The Looking Glass team has experimented with ways their product could be used for medical research including allowing people to analyze internal organs. The game controllers that come with the Nintendo Switch, for example, can be connected to the display. The controllers’ built-in motion detection and haptic feedback allow Looking Glass display owners to physically move the device to detect a heart’s irregularities. Other add-ons like the motion-detecting controller made by Leap Motion allow users to control what’s on screen without touching the display.

“It’s really difficult to parse how large a growing tumor is, for example, with a scan viewed on a 2D screen,” Frayne said. “A 3D display could conceivably offer a better sense of the volumetric size of it.”

Xavier Harding/Mic

The Looking Glass team is visiting hospitals to learn how the display can be implemented in medical procedures, help teach medical students and even do something as simple as show patients a detailed view of what’s happening inside their bodies.

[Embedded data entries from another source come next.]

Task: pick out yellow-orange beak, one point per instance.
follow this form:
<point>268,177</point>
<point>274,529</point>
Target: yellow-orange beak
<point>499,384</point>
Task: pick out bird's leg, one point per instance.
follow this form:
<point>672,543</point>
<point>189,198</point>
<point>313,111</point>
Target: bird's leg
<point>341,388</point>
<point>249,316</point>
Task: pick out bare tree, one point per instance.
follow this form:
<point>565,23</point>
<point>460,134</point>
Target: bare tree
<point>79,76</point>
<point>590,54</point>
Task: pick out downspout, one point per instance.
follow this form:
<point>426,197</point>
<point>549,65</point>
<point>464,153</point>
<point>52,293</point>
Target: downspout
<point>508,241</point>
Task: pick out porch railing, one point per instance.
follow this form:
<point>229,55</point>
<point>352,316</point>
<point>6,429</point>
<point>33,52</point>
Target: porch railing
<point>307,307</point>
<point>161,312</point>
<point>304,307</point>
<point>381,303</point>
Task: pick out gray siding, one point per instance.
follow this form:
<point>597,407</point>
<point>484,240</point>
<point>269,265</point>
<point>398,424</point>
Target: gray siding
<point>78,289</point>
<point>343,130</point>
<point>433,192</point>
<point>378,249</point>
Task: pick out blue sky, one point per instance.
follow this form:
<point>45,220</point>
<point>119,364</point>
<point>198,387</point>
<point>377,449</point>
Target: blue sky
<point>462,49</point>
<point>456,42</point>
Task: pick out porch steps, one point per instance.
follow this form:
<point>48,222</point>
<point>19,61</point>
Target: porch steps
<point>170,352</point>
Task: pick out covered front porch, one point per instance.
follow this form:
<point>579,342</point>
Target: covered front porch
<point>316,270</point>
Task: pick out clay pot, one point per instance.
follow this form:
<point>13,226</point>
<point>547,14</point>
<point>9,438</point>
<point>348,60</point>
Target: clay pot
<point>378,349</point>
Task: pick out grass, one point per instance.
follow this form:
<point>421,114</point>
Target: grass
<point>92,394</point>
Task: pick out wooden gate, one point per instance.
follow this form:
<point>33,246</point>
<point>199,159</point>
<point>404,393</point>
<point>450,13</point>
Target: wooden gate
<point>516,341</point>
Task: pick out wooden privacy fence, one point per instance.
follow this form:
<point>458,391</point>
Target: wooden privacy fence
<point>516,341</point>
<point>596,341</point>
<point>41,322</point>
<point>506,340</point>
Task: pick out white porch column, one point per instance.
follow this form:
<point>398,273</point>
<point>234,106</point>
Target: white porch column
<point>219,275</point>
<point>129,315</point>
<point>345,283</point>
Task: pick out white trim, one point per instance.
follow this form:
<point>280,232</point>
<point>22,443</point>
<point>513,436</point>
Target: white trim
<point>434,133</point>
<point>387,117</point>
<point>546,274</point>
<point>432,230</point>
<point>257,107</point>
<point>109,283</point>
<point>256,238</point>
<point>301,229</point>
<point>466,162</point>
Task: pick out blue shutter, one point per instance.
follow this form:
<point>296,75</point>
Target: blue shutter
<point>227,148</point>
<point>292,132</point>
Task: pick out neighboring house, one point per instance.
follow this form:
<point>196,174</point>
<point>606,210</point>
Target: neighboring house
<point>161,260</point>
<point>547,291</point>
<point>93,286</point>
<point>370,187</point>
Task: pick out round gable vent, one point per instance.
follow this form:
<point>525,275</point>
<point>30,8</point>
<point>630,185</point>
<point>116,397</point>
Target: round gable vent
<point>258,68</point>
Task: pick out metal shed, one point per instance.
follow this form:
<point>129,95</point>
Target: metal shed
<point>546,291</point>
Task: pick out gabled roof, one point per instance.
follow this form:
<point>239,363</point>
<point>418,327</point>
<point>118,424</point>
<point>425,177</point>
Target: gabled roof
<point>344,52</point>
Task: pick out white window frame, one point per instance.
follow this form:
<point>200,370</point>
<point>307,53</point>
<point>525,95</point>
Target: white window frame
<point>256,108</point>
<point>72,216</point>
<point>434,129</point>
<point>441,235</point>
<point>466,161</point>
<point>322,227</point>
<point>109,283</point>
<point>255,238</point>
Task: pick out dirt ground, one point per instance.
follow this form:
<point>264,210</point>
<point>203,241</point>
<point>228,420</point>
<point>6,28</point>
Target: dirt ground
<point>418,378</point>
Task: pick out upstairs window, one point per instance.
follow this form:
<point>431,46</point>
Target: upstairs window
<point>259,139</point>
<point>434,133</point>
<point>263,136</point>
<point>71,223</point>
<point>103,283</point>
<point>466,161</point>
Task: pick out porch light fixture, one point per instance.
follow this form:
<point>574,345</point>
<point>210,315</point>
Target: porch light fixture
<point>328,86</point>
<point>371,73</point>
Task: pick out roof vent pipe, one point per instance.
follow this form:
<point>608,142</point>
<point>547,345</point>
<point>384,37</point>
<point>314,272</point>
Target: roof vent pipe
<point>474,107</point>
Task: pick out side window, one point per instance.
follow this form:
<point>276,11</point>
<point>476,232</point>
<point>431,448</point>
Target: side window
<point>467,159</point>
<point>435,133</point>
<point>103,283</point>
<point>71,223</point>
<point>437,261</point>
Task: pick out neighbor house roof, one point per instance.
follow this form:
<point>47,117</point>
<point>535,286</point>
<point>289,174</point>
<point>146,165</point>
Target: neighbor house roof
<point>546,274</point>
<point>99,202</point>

“I don’t want to oversell the medical benefits before they’re actually out there helping people,” Frayne said. “One of the key things I hope happens over the next few years is [an] increase [in] the efficacy of a cancer diagnosis.”

The company imagines its device being used primarily as a second display for creators designing 3D models. Looking Glass also hopes buyers will use the device for casual video watching as well. Looking Glass’ holograms are different from what you’d see in Iron Man or other science-fiction movies — they don’t project into mid-air (the team found that those versions were too expensive for low-quality images). Instead, the company makes use of super stereoscopic 3D. Unlike regular 3D, which uses red and blue tinting to trick our brain into seeing an image popped out, this 3D technology makes use of stereoscopic images — meaning pictures taken at multiple angles to mimic depth. The Looking Glass display presents 45 simultaneous views of a scene.

“A VR headset gives you two stereoscopic views, one for each eye, but that only works for one person,” Frayne said. “Looking Glass’ super stereoscopic 3D lets a group of people all look at the display and see 3D.”

Viewers aren’t required to look at the image head-on to see the 3D, like some stereoscopic 3D devices, for example. They can view the device at an angle and still see the 3D effect.

Xavier Harding/Mic
Xavier Harding/Mic

The display does share one limitation with VR. In the current version, the Looking Glass display must be attached to a computer to work, but Frayne noted future versions will work on their own.

Looking Glass’ display may be more convenient than VR or AR for viewing digital objects, but it’s not exactly more convenient for your wallet. On the low end, the smaller display will cost you $600 while the larger model will run you $3,000. Good virtual reality products, on the other hand, costs around $400 to $500 if you already have a capable computer to attach it to.